A hand protruded, waving.

He approaches, and begin to walk among the crowd, careful not to make any contact with any of the dogs, he doesn’t want to make any scene. Besides, he is rather annoyed by his own condition. The damned rain, and the damned rain coat left hanging behind the malfunctioning garage door.

The man who waves is a Caucasian, funny that he is rather hidden among other consumers of small stature and darker complexion. He certainly has acquired certain finesse to mingle and disappear. He wears a shirt that makes him look like a poor blue collared labor from the 90’s, a pair of blue jeans, a worn out bag pack that would have been used by any not so successful local insurance salesperson. Clean hands with nothing to decorate the wrist nor the fingers but a plain old silver wristwatch.

The man crosses his hands over the table, where a small glass stands. Black liquid halfway down.

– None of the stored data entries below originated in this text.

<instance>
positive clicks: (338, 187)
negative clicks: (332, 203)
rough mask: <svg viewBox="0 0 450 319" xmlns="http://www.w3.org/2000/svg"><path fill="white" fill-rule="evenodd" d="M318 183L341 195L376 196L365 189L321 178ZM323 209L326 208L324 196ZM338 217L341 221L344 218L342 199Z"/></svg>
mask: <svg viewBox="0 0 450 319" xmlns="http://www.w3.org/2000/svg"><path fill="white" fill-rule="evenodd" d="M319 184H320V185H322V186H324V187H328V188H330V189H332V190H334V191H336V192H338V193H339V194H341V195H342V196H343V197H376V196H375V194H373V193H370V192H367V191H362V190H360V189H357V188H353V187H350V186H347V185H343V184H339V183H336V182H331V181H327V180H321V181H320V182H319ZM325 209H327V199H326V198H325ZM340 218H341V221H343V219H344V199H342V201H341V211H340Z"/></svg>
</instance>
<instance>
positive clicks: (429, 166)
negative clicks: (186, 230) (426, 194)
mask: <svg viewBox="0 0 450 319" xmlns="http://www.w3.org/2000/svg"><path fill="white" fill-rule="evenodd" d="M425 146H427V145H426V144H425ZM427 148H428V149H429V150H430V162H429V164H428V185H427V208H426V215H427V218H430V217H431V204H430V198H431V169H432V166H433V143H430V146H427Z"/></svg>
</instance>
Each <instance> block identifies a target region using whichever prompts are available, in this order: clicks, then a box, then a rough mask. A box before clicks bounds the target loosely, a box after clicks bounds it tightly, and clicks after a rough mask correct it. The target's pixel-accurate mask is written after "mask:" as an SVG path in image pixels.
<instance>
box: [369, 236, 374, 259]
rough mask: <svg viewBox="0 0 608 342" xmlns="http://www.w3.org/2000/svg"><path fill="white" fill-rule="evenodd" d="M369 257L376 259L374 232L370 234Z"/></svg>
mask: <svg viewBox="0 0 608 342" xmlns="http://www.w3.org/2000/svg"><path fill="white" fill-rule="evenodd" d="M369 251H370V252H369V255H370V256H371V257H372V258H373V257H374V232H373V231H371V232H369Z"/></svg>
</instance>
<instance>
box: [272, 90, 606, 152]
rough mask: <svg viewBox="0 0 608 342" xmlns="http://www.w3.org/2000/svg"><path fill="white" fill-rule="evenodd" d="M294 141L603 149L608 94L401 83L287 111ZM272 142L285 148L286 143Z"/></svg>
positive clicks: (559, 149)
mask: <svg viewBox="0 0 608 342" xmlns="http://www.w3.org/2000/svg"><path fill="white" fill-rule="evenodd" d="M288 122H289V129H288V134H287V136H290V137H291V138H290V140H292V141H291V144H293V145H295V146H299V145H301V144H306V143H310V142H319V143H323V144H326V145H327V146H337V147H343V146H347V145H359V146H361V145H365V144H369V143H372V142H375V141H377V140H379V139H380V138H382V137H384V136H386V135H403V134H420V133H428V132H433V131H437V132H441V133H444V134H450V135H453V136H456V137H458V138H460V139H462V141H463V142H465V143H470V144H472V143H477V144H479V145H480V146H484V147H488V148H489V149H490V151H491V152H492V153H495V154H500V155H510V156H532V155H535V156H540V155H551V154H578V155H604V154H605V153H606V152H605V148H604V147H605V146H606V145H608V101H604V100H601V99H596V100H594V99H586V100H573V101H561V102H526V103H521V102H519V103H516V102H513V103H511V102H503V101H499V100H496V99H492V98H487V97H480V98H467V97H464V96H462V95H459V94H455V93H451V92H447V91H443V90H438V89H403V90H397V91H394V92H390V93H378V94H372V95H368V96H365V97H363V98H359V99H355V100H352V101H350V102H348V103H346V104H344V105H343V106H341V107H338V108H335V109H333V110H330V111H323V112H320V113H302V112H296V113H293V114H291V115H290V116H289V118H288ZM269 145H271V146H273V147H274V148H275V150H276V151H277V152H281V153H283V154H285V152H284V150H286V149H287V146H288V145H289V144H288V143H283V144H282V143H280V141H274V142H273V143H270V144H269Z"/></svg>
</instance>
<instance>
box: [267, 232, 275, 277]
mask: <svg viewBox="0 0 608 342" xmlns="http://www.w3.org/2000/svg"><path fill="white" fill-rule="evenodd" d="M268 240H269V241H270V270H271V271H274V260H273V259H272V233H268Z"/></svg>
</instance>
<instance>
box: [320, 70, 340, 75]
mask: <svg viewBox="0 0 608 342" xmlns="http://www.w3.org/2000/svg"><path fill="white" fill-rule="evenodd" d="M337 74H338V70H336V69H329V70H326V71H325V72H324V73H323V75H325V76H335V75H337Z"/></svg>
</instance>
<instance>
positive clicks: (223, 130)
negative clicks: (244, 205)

“Didn’t see you here, sorry I’m late.” He sits down and begins to look for the waitress, and sees four young chicks barely out of junior high school with tight thin t-shirts and hot pants with lines inches away from their pussies assembled behind the cookies case, gossiping and giggling while the old Chinese man is busy with his calculator.

The steam from the big kettle, the noise from the human. A glass of hot tea would be nice. But never mind.

“No, no, I’m sorry to call you so suddenly. You’re not ordering anything?”

Such courtesy, this man needs help, and he isn’t in any position to bargain. He doesn’t know how to respond to the question, he didn’t pay attention. “Ah, it’s cold.” Rubbing his hands, he looks back towards the girls, when one stares blankly towards his position, he raises his hand. The girl, nudges the shoulder of the younger one and pointing his way. The younger one approaches. Short and rather skinny, with black straight hair ponytailed with bright pink rubber band. T-shirt so small that it might have been made for a 6 year old is pressing her body, denim hot pants with colorful embroideries on the pockets.

Not fuckable.

The girl stops slightly behind him, he has to twist his body to look at her to make sure that the simple message consisted of two simple points of tea and a small pack of Sampoerna Mild could go through the blank stare of the child whose outfit is a bit skimpier than some hookers he hung out with when he was in Java.

Comparatively though, those hookers had elegance to them. Experienced. Calculative vipers with the wisdom that should turn any men of power into babies.

When he had no home, when everything went and tangled among the chaotic mixes of life and assumptions, they understood. Those necessary banshees, where would the world be without them?

This child? She smells like a huge armpit.

“Hot tea and small Sampoerna mild, please.” He chokes a bit, then adds a courtesy for the sake of decency, she’s a human being, she deserves to be treated as one, or so he thought.

She turns and leave without a word.

“Thank you…” he says, with a tone of mockery this time.

“So…” he turns to the white guy.

The white guy looks at him, rather unsure about something.

“I interviewed a man about a week ago…” The white guy began. “and two days ago, he fell from a helicopter.”

He didn’t know how to respond, unsure if it’s a joke “he died?”

“Ya, certainly.”

He looks around towards the crowd, noisy bastards minding their own business. He feels uneasy.

“So?” he doesn’t know what to expect or what to say.

The white guy presses his body towards the table, while his hands are still crossed before his chest “I think I know why…”

“white guys always know” he ponders.

And he thinks about his choice of words and the seemingly racist connotation before his thought shifts to whether that waiter had listened to what he had said. He looks over at the young sluts busy giggling over their cellphones, no one is making any tea.